It was a moment.
It came in the middle of Hollywood actor and producer Tom Hanks’ two-day visit to Dayton to see historic Wright brothers’ sites, dedicate the Tom Hanks Center for Motion Pictures at Wright State University and celebrate the university’s Rise. Shine. fundraising campaign.
Hanks was being given a tour of the National Museum of the United States Air Force and had just stepped into the Air Force One that carried the body of President John F. Kennedy home from the 1963 assassination in Dallas.
Here is where they removed two rows of seats to get the casket into the cabin, Hanks was told. Here is where Jackie was sitting. Here is where Lyndon Johnson was sworn in.
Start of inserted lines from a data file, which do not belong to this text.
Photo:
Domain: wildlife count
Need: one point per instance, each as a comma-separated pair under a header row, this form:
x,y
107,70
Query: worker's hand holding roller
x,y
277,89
The plane was thick with world-changing history, a history that had a spectral, ghost-like presence. And Hanks was visibly moved.
“Man oh man,” he exhaled after emerging from the aircraft. “THAT is an important time capsule.”
There were other moments during Hanks’ visit.
He was able to put his hands on the original 1905 Wright Flyer, the world’s first practical airplane. He stood on the historic prairie where the Wright brothers perfected the aircraft. He dazzled hundreds of Wright State performing arts students with a personal sharing of his life and experience. And he charmed a campus with his warmth and humor.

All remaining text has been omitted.